Is there any credence to what they said? Is a queen who leads a swarm almost past her prime? I like to listen to experience, but that didn't sound right.


----------



## peacekeeperapiaries

not necessarily true, a "swarm" queen can be a viable and great queen....we re-queen swarms because we are in AHB territory...if your not in AHB territory....evaluate her before you squish her....she might be a great mother


----------



## AramF

I am glad you asked that question. It made me think about that topic.

I would prefer a queen that swarmed. That queen is probably a survivor queen and is successfully doing what she should. When she beings to fail, then they will make supercedure cells, so her genes will continue to live in her daughter.

What the old timers are doing is maximizing your probability of a good honey crop. If the queen is young, she will head the colony successfully. If the queen is old she might not. So why loose time if you can fix things right away. Well, I bet you can see their point too. It is valid.

So, I guess if you have a young queen, then compare your swarm queen to her. If the swarm one is keeping up, then you are ok. Otherwise wait untill june, pinch the swarm queen and let the bees raise a replacement. That will have the added benefit of breaking the mite cycle, getting a new queen without incurring an extra cost and housekeeper bees collecting nectar while their babysitting services are not needed.


----------



## sqkcrk

Why would a keep replace what isn't broke? What is her brood pattern like? I never replace a queen unless it is failing. I don't know any keepers who do.

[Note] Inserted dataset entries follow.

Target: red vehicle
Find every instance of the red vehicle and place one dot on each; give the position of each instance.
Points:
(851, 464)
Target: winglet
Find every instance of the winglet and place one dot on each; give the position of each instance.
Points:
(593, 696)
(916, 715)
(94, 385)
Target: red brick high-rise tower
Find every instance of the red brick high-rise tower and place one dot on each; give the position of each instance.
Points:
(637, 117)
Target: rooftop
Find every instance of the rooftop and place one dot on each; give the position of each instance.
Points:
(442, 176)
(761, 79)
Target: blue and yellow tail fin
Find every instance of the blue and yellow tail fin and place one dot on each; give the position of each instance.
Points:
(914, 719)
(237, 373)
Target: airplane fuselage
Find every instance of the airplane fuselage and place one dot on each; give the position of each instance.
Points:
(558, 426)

Think about it this way. If thew queen is good enuf for the bees, why isn't she good enuf for the keeper. W/in reason, of course. After all, a drone laying colony "thinks" it has a queen, when it doesn't really.


----------



## Omie

I agree with Sqkcrk. Especially so since in the North we don't (yet) have to worry much about any Africanized strains in a swarm. I welcome local genetics that have already adapted to the winters in my area!


----------



## frazzledfozzle

generally I dont like swarm queens, If the hive has swarmed it means she is getting a bit old to hold her hive together, 
also I don't like to encourage swarmy hives in our outfit by keeping all the swarmy queens, next thing I know come honey time they will all be hanging from the trees rather than bring in a crop.

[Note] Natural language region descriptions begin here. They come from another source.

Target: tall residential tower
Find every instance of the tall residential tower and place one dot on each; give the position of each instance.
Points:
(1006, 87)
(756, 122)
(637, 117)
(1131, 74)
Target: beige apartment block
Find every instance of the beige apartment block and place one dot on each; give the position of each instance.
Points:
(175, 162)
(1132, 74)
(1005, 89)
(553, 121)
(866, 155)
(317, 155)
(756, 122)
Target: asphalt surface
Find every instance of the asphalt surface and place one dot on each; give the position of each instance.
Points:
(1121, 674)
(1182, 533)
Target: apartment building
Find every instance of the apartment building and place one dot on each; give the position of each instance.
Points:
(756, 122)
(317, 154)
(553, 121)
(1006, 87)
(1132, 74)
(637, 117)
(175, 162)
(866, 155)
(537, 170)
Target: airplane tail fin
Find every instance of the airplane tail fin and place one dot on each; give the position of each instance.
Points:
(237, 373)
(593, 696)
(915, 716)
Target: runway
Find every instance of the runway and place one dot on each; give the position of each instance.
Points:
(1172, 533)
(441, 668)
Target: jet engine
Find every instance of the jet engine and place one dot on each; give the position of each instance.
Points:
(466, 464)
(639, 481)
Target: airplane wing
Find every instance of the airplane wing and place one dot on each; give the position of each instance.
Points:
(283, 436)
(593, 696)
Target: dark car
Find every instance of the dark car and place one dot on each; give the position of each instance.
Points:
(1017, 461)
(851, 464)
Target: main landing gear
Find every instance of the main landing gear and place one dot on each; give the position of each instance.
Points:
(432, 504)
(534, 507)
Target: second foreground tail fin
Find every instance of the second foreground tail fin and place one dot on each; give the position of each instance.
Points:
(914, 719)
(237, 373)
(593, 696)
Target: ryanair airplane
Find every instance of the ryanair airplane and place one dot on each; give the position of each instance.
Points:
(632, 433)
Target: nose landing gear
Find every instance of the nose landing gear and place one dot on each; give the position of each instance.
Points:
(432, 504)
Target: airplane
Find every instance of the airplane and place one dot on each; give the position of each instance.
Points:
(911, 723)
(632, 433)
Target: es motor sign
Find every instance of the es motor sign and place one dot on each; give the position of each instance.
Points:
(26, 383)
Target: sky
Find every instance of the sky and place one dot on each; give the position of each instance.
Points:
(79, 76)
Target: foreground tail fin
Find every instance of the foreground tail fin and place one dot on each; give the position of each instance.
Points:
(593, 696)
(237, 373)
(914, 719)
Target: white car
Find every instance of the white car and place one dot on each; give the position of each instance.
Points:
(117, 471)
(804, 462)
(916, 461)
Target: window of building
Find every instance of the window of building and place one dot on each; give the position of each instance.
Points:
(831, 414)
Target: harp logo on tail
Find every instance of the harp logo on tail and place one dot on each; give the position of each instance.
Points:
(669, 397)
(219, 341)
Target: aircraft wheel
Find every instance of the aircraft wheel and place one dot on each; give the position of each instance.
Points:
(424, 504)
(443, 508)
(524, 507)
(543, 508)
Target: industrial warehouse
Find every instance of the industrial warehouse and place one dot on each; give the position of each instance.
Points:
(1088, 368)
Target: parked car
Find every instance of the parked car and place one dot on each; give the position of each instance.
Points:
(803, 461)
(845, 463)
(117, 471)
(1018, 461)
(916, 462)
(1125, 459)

I would never breed from a swarm queen, for me the tendency to swarm is not a desirable trait.

frazz


----------



## jajtiii

There is no 'always' in beekeeping.


----------



## wildbeekeeper

Dont forget as well, that sometimes swarms will contain virgin queens if they are afterswarms. In which case you already have a fresh queen ready to go!


----------



## sqkcrk

frazzledfozzle said:


> generally I dont like swarm queens, If the hive has swarmed it means she is getting a bit old to hold her hive together,
> 
> frazz


I don't mean to be argumentative, and you are certainly entitled to do what you wish in your own operation and you have good reasons for doing so, but, do you requeen overwintered colonies too? Isn't a queen in a swarm, in all likelyhood, an overwintered queen?


----------



## frazzledfozzle

I would say she has moved from being an over wintered queen to a swarm queen as soon as she swarms,

To me an overwintered queen is a queen still in my hive come the following years honey season not hanging from a tree down the road.

Over wintered queens still in my hives for their second year and producing a good crop of honey are very valuable to me I wouldn't requeen it, A swarm queen thats done one honey crop and then leaves is of no value to me.

If the tendancy to swarm is an inheritable trait then I dont want to encourage that trait.
I wouldn't expect a queen coming through her first winter to swarm I would expect it more after her second.
If you are having hives swarming with queens barely a year old then maybe you need to look at how many swarm queens you are holding onto it could be that you are promoting a swarming tendancy in your bees.

frazz

frazz


----------



## Cedar Hill

Bees can inherit and even develop a "swarming tendency". The more the swarm queens are used the more this tendency seems to be inherited and increased. In order to avoid this swarming tendency in your bees' genetics, it is better to requeen incoming swarms with your own queens, regardless of whether they are old or new queens. OMTCW


----------



## waynesgarden

Is there any evidence that swarming (or what some here are calling a "trait" or "tendancy") can actually be bred out of the honey bee? Isn't swarming actually not a trait but a primary reproductive instinct that has been apis mellifera's sole means of colony reproduction for over twenty million years with the exception of perhaps the past hundred years or so? Even in Langstroth's day, catching swarming hives was the primary means of increase in an apiary. I've been reading in books and journals back into the 1800's, speculation by those that believe breeding a non-swarming bee would be desirable but haven't come across any research supporting the possibility.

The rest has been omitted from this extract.